Elaborating further, Graeme Trudgill, technical services manager at Biba, outlined that after a year of safe driving with their own insurance policy, young adults can expect a 30 per cent discount on their original fee.
Moving on, a further 40 per cent can be saved after a second year with no claims, a discount of five per cent is usual after a third year, 60 per cent after a fourth and 65 per cent after a fifth.
"The crunch ages are 21 and 25 that's when prices do reduce dramatically, 17 is very expensive, if you're 18 you'll get a discount, if you're 19 you'll get a further discount because at least you've got a year or two years' experience," he commented.
"All the time you've had your licence for less than one year you'll find that your excess is probably higher so once youve passed your test and you've been driving for a year on a full licence then you should notice that your insurance is getting cheaper because of that."
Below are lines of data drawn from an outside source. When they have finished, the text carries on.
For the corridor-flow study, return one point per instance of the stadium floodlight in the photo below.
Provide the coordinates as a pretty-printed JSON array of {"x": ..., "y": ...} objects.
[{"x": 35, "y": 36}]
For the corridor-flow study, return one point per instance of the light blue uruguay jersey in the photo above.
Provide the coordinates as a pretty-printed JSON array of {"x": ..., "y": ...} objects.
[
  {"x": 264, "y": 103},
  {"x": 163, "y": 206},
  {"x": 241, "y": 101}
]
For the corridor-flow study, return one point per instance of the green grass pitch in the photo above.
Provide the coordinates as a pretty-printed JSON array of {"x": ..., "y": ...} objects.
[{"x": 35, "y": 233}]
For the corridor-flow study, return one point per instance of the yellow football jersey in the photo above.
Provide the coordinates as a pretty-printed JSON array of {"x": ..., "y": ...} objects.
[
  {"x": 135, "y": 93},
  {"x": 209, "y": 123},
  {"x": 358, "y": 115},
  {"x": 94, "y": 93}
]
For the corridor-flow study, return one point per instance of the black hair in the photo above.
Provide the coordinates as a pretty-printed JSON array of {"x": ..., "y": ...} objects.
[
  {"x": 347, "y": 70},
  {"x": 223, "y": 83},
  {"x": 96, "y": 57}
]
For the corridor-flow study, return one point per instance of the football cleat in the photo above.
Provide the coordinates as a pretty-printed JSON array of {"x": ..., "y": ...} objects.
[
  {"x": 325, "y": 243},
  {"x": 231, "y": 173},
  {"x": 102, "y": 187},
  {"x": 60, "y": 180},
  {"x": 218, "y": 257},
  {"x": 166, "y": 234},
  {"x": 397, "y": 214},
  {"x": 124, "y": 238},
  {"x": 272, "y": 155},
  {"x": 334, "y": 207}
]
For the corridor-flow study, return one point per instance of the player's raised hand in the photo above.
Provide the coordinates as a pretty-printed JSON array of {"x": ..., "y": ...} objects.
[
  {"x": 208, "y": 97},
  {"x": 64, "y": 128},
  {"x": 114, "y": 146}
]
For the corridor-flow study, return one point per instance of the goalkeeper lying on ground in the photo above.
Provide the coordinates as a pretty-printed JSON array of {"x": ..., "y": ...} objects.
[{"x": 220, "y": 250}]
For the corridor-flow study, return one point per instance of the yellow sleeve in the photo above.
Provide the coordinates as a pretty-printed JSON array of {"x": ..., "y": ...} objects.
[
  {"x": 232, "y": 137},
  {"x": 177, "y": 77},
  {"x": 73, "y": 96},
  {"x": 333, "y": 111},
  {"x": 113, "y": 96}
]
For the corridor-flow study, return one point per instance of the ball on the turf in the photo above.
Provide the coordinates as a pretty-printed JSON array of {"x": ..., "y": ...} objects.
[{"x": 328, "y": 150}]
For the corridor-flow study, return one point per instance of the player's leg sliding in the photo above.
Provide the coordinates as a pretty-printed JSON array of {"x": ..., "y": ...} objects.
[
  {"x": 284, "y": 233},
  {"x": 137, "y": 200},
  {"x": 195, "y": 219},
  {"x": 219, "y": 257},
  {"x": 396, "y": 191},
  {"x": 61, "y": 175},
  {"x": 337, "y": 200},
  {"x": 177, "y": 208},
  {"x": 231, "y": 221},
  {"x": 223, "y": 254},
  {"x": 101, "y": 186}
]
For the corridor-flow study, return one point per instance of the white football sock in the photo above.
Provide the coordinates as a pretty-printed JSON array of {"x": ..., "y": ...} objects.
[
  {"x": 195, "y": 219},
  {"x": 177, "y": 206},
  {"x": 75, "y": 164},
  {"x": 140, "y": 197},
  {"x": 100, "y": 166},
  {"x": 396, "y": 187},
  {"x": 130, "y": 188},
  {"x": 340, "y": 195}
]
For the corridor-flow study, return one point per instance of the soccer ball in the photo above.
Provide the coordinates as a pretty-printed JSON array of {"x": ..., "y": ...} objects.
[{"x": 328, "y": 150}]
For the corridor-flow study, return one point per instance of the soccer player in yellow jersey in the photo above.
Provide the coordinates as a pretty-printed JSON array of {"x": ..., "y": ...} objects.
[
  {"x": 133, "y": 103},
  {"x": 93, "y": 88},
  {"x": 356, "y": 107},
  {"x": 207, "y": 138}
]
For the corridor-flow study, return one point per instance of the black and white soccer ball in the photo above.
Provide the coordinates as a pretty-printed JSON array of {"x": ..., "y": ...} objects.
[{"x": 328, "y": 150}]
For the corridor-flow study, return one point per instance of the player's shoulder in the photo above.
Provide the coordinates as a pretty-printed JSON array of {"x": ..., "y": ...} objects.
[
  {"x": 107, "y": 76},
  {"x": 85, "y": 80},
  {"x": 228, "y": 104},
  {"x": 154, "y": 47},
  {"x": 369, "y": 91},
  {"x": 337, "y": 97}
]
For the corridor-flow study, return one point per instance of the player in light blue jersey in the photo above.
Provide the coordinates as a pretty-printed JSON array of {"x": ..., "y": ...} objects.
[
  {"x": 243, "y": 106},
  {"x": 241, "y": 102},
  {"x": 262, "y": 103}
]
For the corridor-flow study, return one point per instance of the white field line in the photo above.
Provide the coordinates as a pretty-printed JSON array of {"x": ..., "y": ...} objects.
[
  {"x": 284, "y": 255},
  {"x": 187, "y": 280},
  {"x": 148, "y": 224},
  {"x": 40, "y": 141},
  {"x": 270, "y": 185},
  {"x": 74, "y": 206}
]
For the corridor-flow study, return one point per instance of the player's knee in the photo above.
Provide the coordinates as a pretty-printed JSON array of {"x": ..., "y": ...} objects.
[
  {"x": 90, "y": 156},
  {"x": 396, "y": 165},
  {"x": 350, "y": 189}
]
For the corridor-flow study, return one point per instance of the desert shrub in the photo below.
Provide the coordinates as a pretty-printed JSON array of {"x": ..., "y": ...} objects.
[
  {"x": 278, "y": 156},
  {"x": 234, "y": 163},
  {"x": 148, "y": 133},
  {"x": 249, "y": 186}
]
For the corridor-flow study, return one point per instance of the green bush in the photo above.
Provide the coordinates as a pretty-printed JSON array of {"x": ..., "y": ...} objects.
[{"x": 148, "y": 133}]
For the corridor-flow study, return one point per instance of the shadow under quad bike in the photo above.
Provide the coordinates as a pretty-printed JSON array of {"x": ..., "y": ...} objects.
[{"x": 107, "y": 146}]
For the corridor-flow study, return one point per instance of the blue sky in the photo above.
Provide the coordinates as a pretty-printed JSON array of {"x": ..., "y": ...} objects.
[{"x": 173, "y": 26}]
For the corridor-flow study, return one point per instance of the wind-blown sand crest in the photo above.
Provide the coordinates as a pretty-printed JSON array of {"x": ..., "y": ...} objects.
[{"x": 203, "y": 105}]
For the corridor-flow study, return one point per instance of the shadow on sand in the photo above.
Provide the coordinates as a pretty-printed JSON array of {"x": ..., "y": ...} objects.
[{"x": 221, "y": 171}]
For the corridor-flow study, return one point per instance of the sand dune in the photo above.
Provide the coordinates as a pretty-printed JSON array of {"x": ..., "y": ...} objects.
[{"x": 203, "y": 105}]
In addition to this, Mr Trudgill also advised that savings could be made on car insurance by people who had recently passed their test if they opt for a "sensible" choice of car.
Too often young drivers can be seen in a fast, sporty car model which carries greater risk not only to the driver but also to other cars, he says.
Meanwhile, modifications - such as alloy wheels - to cars should be kept at a minimum, Mr Trudgill concludes, as these also raise the insurance premium and are considered an "insurance nightmare".